Both Hockley and Mark Barden know the pain the parents of the Orlando shooting victims are feeling.
“I’m so sorry because I’ve been in that position of waiting to her if my little Daniel is alive or not,” Barden said. “We are here for you, and we can commiserate, and you can cry on my shoulder any time.”
The shooter at the Pulse nightclub opened fire with an assault style rifle similar to the one the gunman used to murder Daniel Barden, Dylan Hockley, their 18 classmates and six educators at Sandy Hook.
It is “ludicrous” someone on the terrorist watch list can still legally purchase a gun, Hockley said.
Advocating for sensible gun safety laws is only part of the mission of Sandy Hook Promise.

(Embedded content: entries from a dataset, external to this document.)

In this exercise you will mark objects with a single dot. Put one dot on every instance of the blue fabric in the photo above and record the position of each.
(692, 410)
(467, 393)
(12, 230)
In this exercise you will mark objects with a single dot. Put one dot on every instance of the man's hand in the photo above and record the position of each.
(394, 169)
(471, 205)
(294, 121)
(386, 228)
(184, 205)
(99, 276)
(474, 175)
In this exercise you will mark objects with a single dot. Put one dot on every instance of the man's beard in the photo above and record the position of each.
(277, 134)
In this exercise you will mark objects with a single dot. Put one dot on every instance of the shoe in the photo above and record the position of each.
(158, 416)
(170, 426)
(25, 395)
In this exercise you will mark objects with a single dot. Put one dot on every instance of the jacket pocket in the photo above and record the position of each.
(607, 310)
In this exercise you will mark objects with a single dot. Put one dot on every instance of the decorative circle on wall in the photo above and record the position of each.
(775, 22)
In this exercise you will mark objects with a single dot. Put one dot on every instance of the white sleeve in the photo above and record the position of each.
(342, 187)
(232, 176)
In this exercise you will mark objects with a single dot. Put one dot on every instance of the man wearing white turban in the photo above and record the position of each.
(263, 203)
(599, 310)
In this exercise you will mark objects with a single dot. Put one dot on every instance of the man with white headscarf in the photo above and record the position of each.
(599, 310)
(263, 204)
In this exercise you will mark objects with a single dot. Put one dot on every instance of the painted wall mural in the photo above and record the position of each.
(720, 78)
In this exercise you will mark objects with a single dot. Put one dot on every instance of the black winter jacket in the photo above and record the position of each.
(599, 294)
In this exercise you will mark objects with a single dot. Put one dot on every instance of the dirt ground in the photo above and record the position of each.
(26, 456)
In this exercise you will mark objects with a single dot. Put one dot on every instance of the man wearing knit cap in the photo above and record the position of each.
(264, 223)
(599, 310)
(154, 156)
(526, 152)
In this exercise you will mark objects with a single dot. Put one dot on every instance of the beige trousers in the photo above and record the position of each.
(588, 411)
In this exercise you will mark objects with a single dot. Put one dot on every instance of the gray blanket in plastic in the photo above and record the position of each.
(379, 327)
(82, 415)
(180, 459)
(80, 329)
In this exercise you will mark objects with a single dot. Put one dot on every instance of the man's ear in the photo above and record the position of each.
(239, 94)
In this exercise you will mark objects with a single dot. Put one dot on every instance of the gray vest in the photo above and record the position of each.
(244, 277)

“No one snaps,” Hockley said. “These are events that are planned months or in the case of our shooter over a year in advance.”
That is why they are focused on educating students, teachers and parents to be on the look out for warning signs.
“We’re training people to recognize those signs and signals and then to intervene and get that person the help they need before it turns into a tragedy like this,” Barden said.
As another community and the nation mourn for the victims of the deadliest mass shooting in U.S. history, Barden said if you are not addressing the problem, you are part of it.
“When this news cycle ends, these broken shattered families are going to be on this lifelong journey now and we are living examples, they are living examples that this can happen to anyone,” he said.
The Newtown Congregational Church organized an interfaith vigil for Orlando Tuesday night at 7 p.m.